Apa Itu Penyakit Jantung?
Penyakit jantung koroner terjadi ketika pembuluh darah yang memberi makan otot jantung menyempit akibat timbunan lemak atau plak. Aliran darah ke jantung berkurang sehingga dapat memicu nyeri dada hingga serangan jantung. Kondisi lain mencakup gagal jantung dan gangguan irama jantung.
Penyebab dan Faktor Risiko
- Tekanan darah tinggi dan kolesterol tinggi
- Diabetes dan kadar gula tidak terkontrol
- Merokok
- Obesitas dan lingkar perut besar
- Kurang gerak dan stres
- Riwayat keluarga serta usia lanjut
Gejala yang Perlu Diwaspadai
Gejala khas berupa nyeri atau rasa tertekan di dada yang dapat menjalar ke lengan kiri, leher, atau rahang, sering disertai keringat dingin dan sesak napas. Pada sebagian orang, terutama penderita diabetes dan lansia, gejala dapat samar. Nyeri dada hebat yang tidak hilang dengan istirahat adalah keadaan darurat.
Kaitan dengan Berat Badan dan Lingkar Perut
Lemak perut berkaitan erat dengan peradangan, resistensi insulin, dan kolesterol jahat yang mempercepat penyumbatan pembuluh jantung. Menjaga berat badan ideal dan mengecilkan lingkar perut menurunkan beban kerja jantung secara langsung.
Saran Olahraga
Aktivitas fisik teratur memperkuat jantung dan memperbaiki sirkulasi. Targetkan 150 menit aktivitas sedang per minggu seperti jalan cepat, sepeda santai, atau berenang. Bagi yang memiliki riwayat jantung, intensitas harus ditingkatkan perlahan dan sebaiknya di bawah pengawasan. Hindari latihan beban berat dengan menahan napas. Selalu lakukan pemanasan dan pendinginan, serta hentikan aktivitas bila timbul nyeri dada, sesak, atau pusing.
Saran Diet dan Nutrisi
Pilih lemak sehat seperti minyak zaitun, alpukat, dan kacang, serta konsumsi ikan dua kali seminggu untuk asupan omega tiga. Perbanyak serat dari sayur, buah, dan oat. Kurangi lemak jenuh, gorengan, daging olahan, garam, dan gula. Pola makan ala Mediterania terbukti baik untuk kesehatan jantung.
Fisioterapi dan Aktivitas Ringan di Rumah
Jalan kaki ringan setiap hari, peregangan, serta latihan pernapasan membantu memperbaiki kapasitas jantung dan paru. Bagi yang sedang pemulihan, ikuti program rehabilitasi jantung bertahap sesuai anjuran fisioterapis.
Kapan Harus ke Dokter
Segera ke instalasi gawat darurat bila mengalami nyeri dada berat, sesak napas mendadak, atau pingsan. Periksakan diri secara rutin bila memiliki faktor risiko seperti hipertensi, diabetes, atau kolesterol tinggi.
Penutup
Jantung yang sehat adalah hasil kebiasaan baik yang dijaga setiap hari. Dengan aktivitas fisik, pola makan sehat, berhenti merokok, dan pengendalian faktor risiko, Anda dapat menurunkan risiko serangan jantung secara nyata.
Daftar Pustaka
- World Health Organization. Cardiovascular Diseases Fact Sheet. 2021.

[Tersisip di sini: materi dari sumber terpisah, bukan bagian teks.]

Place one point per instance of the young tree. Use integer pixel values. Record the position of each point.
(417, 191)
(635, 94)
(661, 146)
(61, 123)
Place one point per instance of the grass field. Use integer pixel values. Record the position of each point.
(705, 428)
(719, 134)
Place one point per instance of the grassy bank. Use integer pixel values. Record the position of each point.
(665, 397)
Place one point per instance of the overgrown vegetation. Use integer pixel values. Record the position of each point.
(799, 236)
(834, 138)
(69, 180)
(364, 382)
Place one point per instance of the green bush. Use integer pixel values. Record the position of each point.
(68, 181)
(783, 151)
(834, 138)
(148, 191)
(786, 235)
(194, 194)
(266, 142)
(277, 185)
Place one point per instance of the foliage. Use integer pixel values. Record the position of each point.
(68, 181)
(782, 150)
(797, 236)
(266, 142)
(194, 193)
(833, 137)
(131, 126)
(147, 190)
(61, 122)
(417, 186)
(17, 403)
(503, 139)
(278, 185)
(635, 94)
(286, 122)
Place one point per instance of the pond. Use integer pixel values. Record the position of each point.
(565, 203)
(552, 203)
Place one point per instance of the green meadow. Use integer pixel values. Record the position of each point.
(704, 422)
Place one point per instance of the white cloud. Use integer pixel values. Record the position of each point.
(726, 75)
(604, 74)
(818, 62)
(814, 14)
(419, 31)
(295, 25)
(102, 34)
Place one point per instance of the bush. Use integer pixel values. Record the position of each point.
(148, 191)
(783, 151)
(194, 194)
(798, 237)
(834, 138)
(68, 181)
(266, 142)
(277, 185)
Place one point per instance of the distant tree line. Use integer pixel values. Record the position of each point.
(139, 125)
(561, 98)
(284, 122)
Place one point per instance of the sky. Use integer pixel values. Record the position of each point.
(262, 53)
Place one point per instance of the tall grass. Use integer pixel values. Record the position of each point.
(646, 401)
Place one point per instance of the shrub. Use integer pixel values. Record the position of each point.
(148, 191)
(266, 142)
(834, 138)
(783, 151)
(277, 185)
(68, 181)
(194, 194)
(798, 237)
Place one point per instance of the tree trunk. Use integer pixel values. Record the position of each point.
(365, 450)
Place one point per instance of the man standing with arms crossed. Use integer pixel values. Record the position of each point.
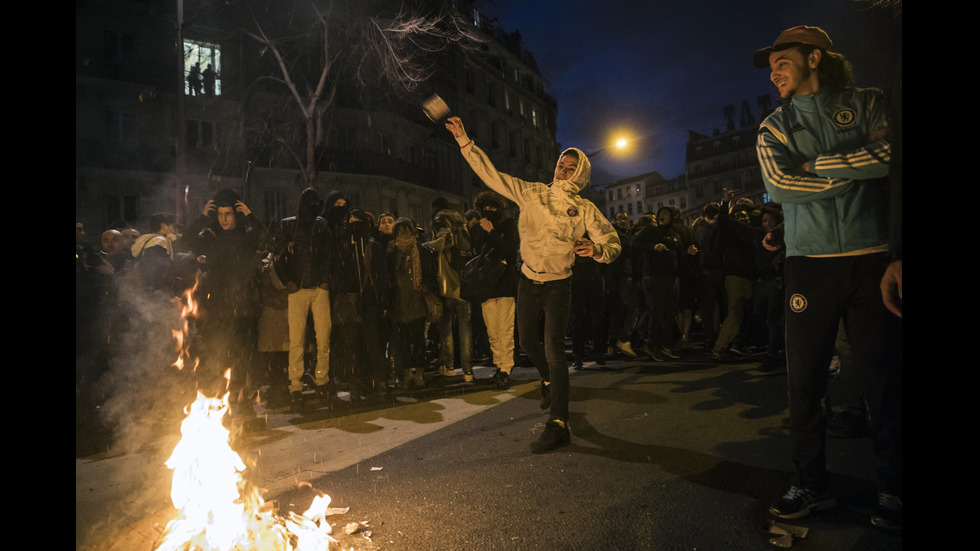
(825, 156)
(553, 224)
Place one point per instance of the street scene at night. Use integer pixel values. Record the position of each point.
(488, 274)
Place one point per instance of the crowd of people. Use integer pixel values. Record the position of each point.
(337, 299)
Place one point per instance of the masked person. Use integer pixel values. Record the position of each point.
(302, 253)
(552, 224)
(228, 240)
(359, 285)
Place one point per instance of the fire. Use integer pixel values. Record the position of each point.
(188, 310)
(217, 508)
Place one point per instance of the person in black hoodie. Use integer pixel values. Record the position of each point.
(738, 239)
(711, 278)
(302, 252)
(496, 234)
(228, 241)
(360, 288)
(660, 246)
(413, 277)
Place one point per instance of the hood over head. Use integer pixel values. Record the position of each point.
(309, 205)
(335, 215)
(583, 173)
(227, 198)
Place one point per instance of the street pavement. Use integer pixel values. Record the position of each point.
(685, 454)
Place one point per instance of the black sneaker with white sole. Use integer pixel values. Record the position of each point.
(799, 502)
(555, 435)
(888, 513)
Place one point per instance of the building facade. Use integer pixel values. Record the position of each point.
(148, 140)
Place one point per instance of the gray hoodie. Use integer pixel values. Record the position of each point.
(552, 216)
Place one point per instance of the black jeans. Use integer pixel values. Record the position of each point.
(820, 292)
(552, 300)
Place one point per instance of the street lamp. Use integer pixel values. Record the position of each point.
(619, 144)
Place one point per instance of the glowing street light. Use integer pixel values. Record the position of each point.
(621, 144)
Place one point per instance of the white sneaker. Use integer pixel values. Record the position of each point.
(625, 348)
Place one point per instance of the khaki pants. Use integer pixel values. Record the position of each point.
(498, 315)
(301, 304)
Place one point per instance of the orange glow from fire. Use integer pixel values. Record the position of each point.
(217, 508)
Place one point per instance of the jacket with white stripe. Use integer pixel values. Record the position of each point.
(840, 205)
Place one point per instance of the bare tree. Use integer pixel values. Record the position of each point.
(397, 53)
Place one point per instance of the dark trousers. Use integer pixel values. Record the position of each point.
(821, 292)
(588, 314)
(661, 294)
(553, 301)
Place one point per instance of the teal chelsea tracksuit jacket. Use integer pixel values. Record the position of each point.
(840, 206)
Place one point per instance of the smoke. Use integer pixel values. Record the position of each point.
(144, 394)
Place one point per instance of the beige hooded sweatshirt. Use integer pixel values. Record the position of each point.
(552, 216)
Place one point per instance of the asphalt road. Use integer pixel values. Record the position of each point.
(683, 455)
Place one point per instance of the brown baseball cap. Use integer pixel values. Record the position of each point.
(802, 34)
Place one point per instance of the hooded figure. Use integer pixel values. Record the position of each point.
(154, 252)
(229, 243)
(301, 260)
(228, 252)
(553, 223)
(359, 288)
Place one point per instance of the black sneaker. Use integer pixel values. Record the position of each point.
(298, 400)
(800, 502)
(888, 512)
(502, 380)
(553, 437)
(545, 396)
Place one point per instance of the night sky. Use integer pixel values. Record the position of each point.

- American Heart Association. Life Essential 8. 2022.
- Kementerian Kesehatan Republik Indonesia. Pedoman Pencegahan Penyakit Jantung dan Pembuluh Darah. 2020.
- Perhimpunan Dokter Spesialis Kardiovaskular Indonesia. Pedoman Tata Laksana Penyakit Jantung Koroner. 2019.
Artikel ini bersifat edukatif dan bukan pengganti pemeriksaan dokter.